Carducci Quartet’s music has a special aura
Dec 8 2010 Huddersfield Daily Examiner
REVIEW
TITLE: Carducci Quartet
VENUE: Huddersfield St Paul’s HallREVIEW: Chris Robins
PHILIP Glass wrote string quartets in moments of introspection.
“String quartets have always functioned like that for composers,” he has said – and it is certainly true of the Carducci Quartet’s programme for their Huddersfield Music Society concert.
Glass’ Second Quartet of 1983, which began life as incidental music to a Samuel Beckett soliloquy in which a dying man comes to terms with his solitude, is beyond introspection.
Its pulsating and ever-changing rhythms under sweet melodies fizzle out into the ether.
As Beckett wrote: “In the end labour lost and silence.
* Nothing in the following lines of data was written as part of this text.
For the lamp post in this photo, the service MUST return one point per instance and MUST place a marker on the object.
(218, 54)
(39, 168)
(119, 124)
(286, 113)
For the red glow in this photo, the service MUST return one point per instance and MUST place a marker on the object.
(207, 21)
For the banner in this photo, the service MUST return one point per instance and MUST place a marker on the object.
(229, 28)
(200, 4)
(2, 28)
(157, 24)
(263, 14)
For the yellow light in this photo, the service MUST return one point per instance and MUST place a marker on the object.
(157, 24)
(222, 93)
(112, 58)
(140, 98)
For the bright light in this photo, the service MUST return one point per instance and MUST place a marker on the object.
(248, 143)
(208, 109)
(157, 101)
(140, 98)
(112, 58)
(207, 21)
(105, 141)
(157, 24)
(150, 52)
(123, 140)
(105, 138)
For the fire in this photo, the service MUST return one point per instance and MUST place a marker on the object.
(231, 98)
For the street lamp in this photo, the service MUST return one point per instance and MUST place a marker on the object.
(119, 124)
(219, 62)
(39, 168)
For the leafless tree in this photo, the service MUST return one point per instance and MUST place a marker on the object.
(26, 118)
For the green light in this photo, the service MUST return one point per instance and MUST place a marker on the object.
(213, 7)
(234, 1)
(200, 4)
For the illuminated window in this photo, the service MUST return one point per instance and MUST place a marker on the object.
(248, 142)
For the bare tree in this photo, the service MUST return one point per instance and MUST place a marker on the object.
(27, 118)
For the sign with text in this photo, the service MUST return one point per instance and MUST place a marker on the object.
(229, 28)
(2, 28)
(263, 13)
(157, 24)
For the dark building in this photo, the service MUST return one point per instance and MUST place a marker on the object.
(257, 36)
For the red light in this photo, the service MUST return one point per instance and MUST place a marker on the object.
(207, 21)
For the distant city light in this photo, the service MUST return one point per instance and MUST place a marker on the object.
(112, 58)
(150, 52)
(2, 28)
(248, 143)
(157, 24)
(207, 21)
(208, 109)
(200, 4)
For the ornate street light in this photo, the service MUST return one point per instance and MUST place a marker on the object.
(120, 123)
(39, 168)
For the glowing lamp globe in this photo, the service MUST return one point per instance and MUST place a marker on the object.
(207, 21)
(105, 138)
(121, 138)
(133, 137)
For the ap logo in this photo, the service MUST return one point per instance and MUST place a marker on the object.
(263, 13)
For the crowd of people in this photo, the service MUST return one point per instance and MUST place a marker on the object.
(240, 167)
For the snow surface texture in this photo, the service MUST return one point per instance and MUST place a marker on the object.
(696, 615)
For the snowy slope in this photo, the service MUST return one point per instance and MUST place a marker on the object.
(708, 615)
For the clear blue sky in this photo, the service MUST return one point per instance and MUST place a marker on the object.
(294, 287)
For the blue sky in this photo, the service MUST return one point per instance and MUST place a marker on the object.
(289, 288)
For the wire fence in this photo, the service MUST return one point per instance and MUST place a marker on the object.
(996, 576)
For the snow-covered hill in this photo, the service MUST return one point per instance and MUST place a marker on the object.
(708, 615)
And you as you always were. Alone.”
The Carduccis have a special tonal resonance – a kind of sound aura that seems to hover about them.
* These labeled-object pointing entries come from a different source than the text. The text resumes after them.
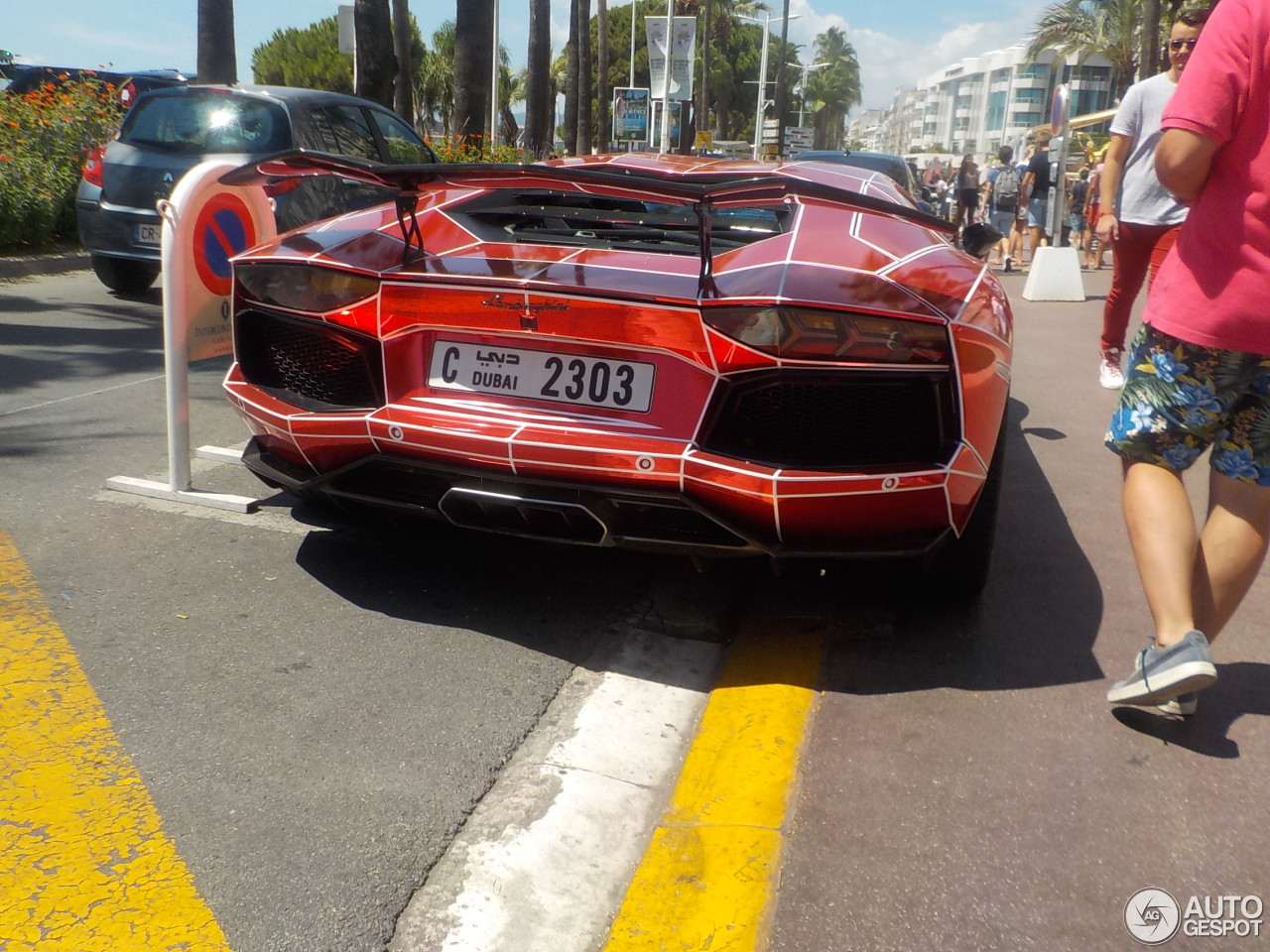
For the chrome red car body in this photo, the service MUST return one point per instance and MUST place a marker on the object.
(825, 372)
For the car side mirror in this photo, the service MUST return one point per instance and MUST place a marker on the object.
(979, 239)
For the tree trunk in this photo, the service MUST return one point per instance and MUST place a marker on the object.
(571, 84)
(1148, 63)
(781, 93)
(585, 79)
(539, 135)
(474, 64)
(603, 90)
(403, 90)
(703, 89)
(217, 62)
(375, 62)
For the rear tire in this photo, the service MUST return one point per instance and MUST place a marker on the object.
(125, 276)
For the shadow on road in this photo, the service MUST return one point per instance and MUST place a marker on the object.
(1243, 689)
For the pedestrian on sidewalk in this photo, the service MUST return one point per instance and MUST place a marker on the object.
(1080, 221)
(1199, 371)
(1019, 230)
(1137, 216)
(1093, 249)
(966, 193)
(1002, 202)
(1035, 188)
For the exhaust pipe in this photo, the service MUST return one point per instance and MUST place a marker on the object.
(516, 516)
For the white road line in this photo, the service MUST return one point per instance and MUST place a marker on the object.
(544, 861)
(80, 397)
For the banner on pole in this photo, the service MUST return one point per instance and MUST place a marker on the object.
(630, 114)
(207, 223)
(680, 49)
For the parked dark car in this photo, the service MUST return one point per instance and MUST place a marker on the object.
(893, 166)
(128, 84)
(171, 131)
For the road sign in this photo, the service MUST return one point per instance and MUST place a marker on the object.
(222, 230)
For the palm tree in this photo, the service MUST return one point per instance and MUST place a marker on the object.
(402, 86)
(603, 87)
(474, 33)
(585, 77)
(1091, 27)
(217, 61)
(834, 89)
(375, 63)
(571, 90)
(436, 89)
(511, 89)
(539, 94)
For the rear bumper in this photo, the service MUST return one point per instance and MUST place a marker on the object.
(701, 520)
(111, 231)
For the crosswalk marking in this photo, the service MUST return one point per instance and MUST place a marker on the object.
(711, 873)
(86, 866)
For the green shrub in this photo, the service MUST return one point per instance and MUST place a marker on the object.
(45, 137)
(458, 151)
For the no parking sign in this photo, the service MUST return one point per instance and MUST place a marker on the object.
(207, 223)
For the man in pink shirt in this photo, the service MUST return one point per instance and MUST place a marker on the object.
(1199, 371)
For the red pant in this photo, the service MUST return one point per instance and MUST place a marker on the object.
(1138, 250)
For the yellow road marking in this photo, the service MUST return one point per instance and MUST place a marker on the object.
(710, 874)
(84, 864)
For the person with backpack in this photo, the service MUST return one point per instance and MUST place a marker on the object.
(966, 193)
(1076, 202)
(1001, 199)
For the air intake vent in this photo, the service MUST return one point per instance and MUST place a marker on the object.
(312, 365)
(804, 420)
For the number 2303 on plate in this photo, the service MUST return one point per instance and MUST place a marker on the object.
(543, 375)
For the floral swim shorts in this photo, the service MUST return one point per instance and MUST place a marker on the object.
(1179, 399)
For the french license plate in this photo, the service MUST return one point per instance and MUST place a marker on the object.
(149, 234)
(541, 375)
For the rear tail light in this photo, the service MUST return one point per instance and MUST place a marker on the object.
(300, 287)
(804, 334)
(93, 167)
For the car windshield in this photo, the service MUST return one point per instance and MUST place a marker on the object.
(207, 123)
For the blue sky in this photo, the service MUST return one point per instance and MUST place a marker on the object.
(897, 41)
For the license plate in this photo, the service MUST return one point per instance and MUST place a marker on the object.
(541, 375)
(149, 234)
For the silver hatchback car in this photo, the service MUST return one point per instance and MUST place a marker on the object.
(173, 130)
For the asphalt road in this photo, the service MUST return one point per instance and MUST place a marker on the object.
(314, 711)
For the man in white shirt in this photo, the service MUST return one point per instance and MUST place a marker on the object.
(1137, 214)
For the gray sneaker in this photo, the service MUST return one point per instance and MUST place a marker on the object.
(1180, 706)
(1162, 674)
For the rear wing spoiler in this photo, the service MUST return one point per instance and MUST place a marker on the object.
(702, 189)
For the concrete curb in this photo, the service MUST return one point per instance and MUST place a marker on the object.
(36, 266)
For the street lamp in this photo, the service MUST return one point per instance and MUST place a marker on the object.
(631, 80)
(762, 79)
(802, 86)
(493, 90)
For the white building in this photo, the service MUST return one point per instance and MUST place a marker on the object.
(984, 102)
They were ideal advocates for Glass and also for a contrasting, though equally inward-looking 20th century work – the A minor quartet by Ernest John Moeran. It sounds like George Butterworth orchestrated by Ravel but becoming progressively more Irish in its themes. Well, it is a complex work!
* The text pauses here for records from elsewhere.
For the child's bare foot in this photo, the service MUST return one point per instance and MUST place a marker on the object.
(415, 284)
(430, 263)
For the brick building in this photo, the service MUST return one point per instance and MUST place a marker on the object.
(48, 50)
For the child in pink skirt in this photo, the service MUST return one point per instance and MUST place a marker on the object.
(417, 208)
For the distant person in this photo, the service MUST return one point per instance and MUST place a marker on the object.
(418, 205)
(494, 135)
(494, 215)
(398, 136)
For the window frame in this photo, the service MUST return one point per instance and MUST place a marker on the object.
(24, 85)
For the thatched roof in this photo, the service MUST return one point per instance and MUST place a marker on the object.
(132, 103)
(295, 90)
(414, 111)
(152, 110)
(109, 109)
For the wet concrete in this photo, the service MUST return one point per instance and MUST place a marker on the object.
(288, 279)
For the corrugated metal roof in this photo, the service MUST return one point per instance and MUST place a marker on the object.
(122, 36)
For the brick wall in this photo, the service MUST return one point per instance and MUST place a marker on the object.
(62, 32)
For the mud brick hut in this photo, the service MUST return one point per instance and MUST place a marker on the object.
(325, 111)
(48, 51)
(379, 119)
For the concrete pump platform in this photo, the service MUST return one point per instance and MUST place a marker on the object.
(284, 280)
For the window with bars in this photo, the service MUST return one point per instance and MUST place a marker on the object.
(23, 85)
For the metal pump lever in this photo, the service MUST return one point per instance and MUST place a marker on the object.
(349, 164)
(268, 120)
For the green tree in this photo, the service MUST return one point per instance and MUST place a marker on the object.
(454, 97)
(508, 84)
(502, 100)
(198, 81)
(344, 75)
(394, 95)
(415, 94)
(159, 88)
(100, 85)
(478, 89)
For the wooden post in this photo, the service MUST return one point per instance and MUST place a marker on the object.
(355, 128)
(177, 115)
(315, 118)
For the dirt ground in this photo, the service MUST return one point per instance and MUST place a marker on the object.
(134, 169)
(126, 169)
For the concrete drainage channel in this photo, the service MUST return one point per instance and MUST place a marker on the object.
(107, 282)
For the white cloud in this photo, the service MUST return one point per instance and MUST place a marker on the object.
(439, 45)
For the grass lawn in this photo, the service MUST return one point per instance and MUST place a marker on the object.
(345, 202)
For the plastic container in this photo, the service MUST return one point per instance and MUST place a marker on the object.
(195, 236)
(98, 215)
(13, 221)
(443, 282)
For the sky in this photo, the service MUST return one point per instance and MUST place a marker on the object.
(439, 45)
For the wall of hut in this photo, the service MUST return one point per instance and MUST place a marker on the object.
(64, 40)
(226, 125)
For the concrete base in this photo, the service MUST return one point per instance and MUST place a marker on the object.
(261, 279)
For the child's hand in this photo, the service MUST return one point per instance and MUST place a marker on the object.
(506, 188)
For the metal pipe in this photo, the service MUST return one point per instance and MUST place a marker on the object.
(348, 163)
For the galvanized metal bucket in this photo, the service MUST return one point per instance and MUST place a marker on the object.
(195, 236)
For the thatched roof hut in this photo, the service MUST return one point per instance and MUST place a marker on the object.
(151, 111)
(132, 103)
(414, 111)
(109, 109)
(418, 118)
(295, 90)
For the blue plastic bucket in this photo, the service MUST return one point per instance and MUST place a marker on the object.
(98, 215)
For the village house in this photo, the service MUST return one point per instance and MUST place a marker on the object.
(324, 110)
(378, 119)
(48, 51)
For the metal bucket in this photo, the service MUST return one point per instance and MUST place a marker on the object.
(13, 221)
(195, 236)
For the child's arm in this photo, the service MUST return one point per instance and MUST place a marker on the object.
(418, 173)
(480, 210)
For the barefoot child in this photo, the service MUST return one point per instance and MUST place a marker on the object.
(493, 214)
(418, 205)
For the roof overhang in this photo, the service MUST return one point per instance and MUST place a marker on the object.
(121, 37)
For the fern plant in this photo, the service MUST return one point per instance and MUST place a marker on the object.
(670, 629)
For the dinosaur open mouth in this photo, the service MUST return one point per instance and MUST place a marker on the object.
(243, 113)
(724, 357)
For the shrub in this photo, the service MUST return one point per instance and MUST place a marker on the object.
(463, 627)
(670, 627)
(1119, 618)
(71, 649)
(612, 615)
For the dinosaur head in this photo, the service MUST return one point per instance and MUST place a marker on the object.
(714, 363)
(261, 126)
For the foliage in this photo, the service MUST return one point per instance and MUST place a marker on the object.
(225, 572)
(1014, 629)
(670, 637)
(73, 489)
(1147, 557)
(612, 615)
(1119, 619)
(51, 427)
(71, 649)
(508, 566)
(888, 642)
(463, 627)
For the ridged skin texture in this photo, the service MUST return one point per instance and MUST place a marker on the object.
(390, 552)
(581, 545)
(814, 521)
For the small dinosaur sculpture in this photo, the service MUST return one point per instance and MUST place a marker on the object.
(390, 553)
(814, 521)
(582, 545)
If the end of its first movement was not far from the profound emotion of the Beethoven which ended the concert, then Glass’ dissonances were not far from those of the Haydn that began it.
The Carduccis played Haydn’s E flat Quartet, subtitled The Joke, with sparkling relish, particularly the introspectively whimsical glissandi in its trio – that’s Haydn for you – and rose to the challenge of Beethoven’s F Minor Quartet, subtitled Serioso.
It has a range of emotions compressed into its short length and the Carducci’s care in expression ensured that we missed nothing.